Gold Plum





第五章


自覚


〜みのり&涼介の場合〜





H




「あれで勘違いってないわよね?」

「そうですよねえ」


 野木崎と麻里がコソコソと話している。

何を話しているかはわからないが、できることなら自分もそちらに

混ざりたい。みのりは楽しげに話す大人2人を内心で羨ましく

思いながら、涼介に疑問をぶつけた。


「なんで碧が出てくるのよ?」

「な、なんでって……」


 口ごもる涼介にみのりは首をかしげる。


(涼介が碧に嫌われたくないってこと?)


 それにしてはいい方が変だったように思える。しかし、他の理由が

思い浮かばず眉間に皺を寄せていると、紅が深緑の茶碗を差し出して

きた。


「お嬢さま、プリン美味しい」

「え? ええ。そうね。本当に美味しいわ。
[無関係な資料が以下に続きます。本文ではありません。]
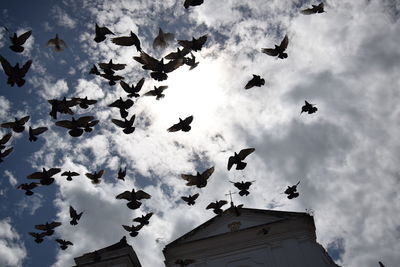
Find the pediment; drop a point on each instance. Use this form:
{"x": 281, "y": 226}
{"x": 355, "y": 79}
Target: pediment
{"x": 228, "y": 222}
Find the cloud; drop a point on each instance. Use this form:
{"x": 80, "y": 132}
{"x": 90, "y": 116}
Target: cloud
{"x": 12, "y": 250}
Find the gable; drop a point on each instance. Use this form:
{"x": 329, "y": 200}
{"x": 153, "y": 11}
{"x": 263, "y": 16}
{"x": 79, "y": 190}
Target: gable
{"x": 228, "y": 221}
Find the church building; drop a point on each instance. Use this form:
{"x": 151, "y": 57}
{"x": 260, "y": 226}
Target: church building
{"x": 248, "y": 238}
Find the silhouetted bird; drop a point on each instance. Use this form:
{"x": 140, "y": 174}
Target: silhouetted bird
{"x": 162, "y": 39}
{"x": 34, "y": 132}
{"x": 178, "y": 54}
{"x": 75, "y": 217}
{"x": 76, "y": 126}
{"x": 133, "y": 197}
{"x": 95, "y": 177}
{"x": 94, "y": 70}
{"x": 64, "y": 244}
{"x": 199, "y": 180}
{"x": 128, "y": 41}
{"x": 69, "y": 175}
{"x": 188, "y": 3}
{"x": 62, "y": 106}
{"x": 57, "y": 43}
{"x": 101, "y": 33}
{"x": 191, "y": 61}
{"x": 255, "y": 81}
{"x": 48, "y": 227}
{"x": 121, "y": 174}
{"x": 18, "y": 41}
{"x": 4, "y": 140}
{"x": 15, "y": 74}
{"x": 122, "y": 105}
{"x": 110, "y": 67}
{"x": 5, "y": 153}
{"x": 84, "y": 102}
{"x": 182, "y": 125}
{"x": 190, "y": 200}
{"x": 185, "y": 262}
{"x": 132, "y": 90}
{"x": 28, "y": 188}
{"x": 157, "y": 92}
{"x": 216, "y": 206}
{"x": 133, "y": 230}
{"x": 17, "y": 125}
{"x": 278, "y": 50}
{"x": 291, "y": 191}
{"x": 158, "y": 67}
{"x": 194, "y": 44}
{"x": 144, "y": 219}
{"x": 243, "y": 187}
{"x": 45, "y": 176}
{"x": 237, "y": 158}
{"x": 314, "y": 9}
{"x": 309, "y": 108}
{"x": 39, "y": 237}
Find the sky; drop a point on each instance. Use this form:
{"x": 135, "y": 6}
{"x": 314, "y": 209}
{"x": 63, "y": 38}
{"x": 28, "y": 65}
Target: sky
{"x": 346, "y": 61}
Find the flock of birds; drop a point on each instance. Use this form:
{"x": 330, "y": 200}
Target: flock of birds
{"x": 77, "y": 126}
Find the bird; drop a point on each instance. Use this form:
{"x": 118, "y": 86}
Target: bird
{"x": 199, "y": 180}
{"x": 95, "y": 177}
{"x": 188, "y": 3}
{"x": 243, "y": 187}
{"x": 15, "y": 74}
{"x": 39, "y": 237}
{"x": 134, "y": 230}
{"x": 5, "y": 153}
{"x": 47, "y": 227}
{"x": 144, "y": 219}
{"x": 28, "y": 188}
{"x": 45, "y": 176}
{"x": 18, "y": 41}
{"x": 122, "y": 105}
{"x": 291, "y": 191}
{"x": 158, "y": 67}
{"x": 84, "y": 102}
{"x": 57, "y": 43}
{"x": 101, "y": 33}
{"x": 309, "y": 108}
{"x": 17, "y": 125}
{"x": 64, "y": 244}
{"x": 62, "y": 106}
{"x": 278, "y": 50}
{"x": 314, "y": 9}
{"x": 132, "y": 90}
{"x": 194, "y": 44}
{"x": 216, "y": 206}
{"x": 191, "y": 61}
{"x": 76, "y": 126}
{"x": 75, "y": 217}
{"x": 34, "y": 132}
{"x": 190, "y": 200}
{"x": 255, "y": 81}
{"x": 178, "y": 54}
{"x": 185, "y": 262}
{"x": 128, "y": 41}
{"x": 162, "y": 39}
{"x": 69, "y": 175}
{"x": 121, "y": 174}
{"x": 133, "y": 197}
{"x": 4, "y": 140}
{"x": 238, "y": 158}
{"x": 182, "y": 125}
{"x": 157, "y": 92}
……紅何かあった?」


 そんなにこのプリンが気に入ったのだろうか。それとも別に何か

言いたいことでもあるのだろうか。いつもと様子の違う紅の表情を

見逃すまいと、みのりはじっと彼女の瞳を見据えた。


「……何もない」


 紅は小刻みに顔を左右に揺らし、そっぽを向く。動かなくなった

視線の先を追うと、涼介が紅へにこりと微笑んでいた。